Methods: Epidemiological methods were applied to validate the screening tools fasting capillary blood glucose (CBG), measured by glucometer and venous blood for the determination of plasma glucose (VPG), used for screening for T2DM among asymptomatic villagers. For assessing the validity of these two methods glycated haemoglobin (HbA1c) values were determined and used as the 'clinical reference'.
Results: All together 669 villagers were investigated. Determinations of CBG and VPG resulted in suspected T2DM cases, with 7.3% when assessed by CBG and 6.4% by VPG using a cutoff point of 7 mmol/L (126 mg/dl). Taking HbA1c determinations with a cutoff point of 7% into account, the proportion of T2DM suspected participants increased to 10.4%. By estimating sensitivity, specificity and the positive predictive value of CBG and VPG against the 'clinical reference' of HbA1c, sensitivity below 50% for both screening methods has been observed. The positive predictive value was determined to be 58.5% for CBG and 56.8% for VPG. The specificity of the two screening tests was over 96%.

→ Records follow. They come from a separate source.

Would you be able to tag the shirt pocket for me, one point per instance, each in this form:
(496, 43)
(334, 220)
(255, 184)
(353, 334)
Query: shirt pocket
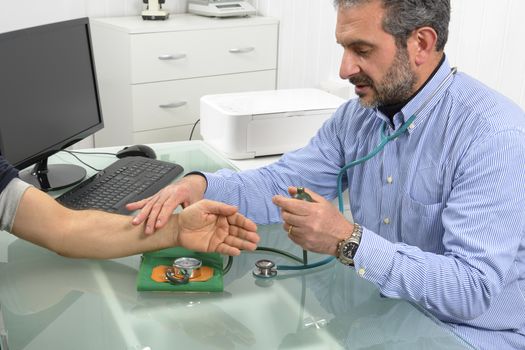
(421, 224)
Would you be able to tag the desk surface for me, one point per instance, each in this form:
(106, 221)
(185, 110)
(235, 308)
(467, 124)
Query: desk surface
(51, 302)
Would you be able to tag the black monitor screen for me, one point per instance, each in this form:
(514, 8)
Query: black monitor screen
(48, 91)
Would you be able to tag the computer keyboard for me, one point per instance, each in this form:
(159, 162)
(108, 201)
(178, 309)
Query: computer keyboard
(126, 180)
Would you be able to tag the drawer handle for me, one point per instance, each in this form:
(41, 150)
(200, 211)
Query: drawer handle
(242, 49)
(172, 57)
(174, 104)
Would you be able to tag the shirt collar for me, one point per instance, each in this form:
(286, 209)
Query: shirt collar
(425, 94)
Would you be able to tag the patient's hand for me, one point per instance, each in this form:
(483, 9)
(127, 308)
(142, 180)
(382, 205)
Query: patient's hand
(209, 226)
(157, 209)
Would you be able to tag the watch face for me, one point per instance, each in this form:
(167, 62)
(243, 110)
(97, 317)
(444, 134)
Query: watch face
(349, 249)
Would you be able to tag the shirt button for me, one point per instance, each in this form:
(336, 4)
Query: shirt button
(361, 272)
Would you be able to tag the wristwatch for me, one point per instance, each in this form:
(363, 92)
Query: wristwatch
(347, 248)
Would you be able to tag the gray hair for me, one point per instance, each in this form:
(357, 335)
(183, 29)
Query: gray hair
(402, 17)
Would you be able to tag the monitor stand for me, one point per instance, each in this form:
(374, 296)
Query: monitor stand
(54, 176)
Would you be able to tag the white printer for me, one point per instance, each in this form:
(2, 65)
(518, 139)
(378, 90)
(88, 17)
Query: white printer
(250, 124)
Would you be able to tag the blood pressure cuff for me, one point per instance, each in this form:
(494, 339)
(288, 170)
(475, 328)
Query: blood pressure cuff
(166, 257)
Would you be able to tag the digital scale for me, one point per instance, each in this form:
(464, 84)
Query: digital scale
(221, 8)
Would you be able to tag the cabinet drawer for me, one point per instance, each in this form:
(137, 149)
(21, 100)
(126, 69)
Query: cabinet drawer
(166, 104)
(188, 54)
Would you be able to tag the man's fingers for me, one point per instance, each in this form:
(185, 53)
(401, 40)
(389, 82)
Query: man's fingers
(138, 204)
(217, 208)
(242, 221)
(227, 250)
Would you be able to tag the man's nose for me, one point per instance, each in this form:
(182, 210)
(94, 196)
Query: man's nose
(349, 67)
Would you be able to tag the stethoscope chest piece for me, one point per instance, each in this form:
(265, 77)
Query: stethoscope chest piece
(264, 269)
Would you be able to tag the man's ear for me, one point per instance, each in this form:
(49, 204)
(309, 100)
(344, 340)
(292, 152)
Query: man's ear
(422, 44)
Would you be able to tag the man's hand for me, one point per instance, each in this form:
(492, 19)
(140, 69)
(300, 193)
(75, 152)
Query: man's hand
(157, 209)
(209, 226)
(317, 226)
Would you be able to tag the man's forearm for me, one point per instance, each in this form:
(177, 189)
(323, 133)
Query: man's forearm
(84, 234)
(99, 235)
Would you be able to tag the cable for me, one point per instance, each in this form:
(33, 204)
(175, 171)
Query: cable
(193, 128)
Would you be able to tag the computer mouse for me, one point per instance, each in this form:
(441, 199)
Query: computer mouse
(137, 151)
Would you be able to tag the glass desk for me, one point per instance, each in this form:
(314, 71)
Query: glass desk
(51, 302)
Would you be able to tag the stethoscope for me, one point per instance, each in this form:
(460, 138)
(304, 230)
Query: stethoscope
(266, 268)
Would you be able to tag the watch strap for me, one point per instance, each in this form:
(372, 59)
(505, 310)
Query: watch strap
(353, 239)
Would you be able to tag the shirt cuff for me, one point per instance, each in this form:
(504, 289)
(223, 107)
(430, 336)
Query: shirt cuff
(374, 257)
(217, 184)
(9, 200)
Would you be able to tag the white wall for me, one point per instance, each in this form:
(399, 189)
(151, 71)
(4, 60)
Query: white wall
(486, 36)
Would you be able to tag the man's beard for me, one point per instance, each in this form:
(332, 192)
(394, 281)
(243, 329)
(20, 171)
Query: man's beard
(396, 86)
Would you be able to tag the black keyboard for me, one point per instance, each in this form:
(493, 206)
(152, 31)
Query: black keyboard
(126, 180)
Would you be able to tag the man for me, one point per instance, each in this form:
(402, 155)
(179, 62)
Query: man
(32, 215)
(439, 211)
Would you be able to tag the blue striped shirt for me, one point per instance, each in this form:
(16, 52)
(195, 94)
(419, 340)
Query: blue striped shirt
(442, 206)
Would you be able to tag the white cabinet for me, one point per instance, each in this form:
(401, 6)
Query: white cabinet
(151, 74)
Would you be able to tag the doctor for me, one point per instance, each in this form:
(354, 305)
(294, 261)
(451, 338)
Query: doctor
(440, 211)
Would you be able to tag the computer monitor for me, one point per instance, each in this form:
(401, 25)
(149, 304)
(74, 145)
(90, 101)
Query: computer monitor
(48, 99)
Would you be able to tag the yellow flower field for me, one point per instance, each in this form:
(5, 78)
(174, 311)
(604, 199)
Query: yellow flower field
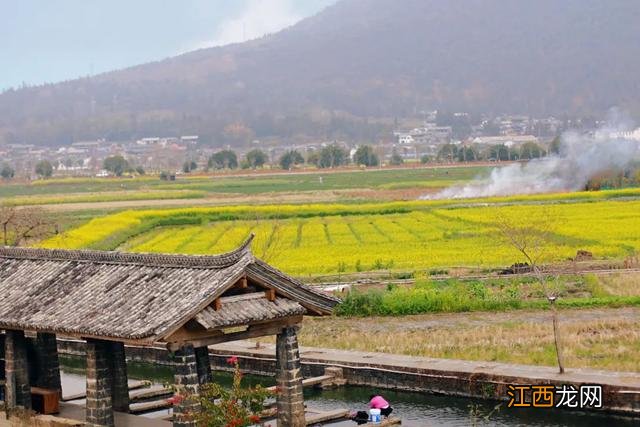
(317, 239)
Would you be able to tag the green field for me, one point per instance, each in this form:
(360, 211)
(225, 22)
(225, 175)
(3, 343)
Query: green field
(334, 238)
(113, 189)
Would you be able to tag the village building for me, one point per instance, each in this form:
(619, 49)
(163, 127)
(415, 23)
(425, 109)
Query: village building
(112, 299)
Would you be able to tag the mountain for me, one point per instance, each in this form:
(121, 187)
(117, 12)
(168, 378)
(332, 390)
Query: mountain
(354, 67)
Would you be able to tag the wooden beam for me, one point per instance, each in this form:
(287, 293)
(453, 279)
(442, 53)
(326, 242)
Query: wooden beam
(270, 294)
(254, 331)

Conclusions: The low sensitivity indicates that using fasting CBG or VPG as a screening tool in the field results in a high proportion of diseased individuals remaining undetected. The equally low positive predictive values (below 60%) indicate a high working load for the curative sector in investigating suspected T2DM cases to determine whether they are truly diseased or false positive cases according to the screening method. Further implications of the results and the controversial discussion related to the use of HbA1c as clinical evidence for suffering from T2DM are also discussed.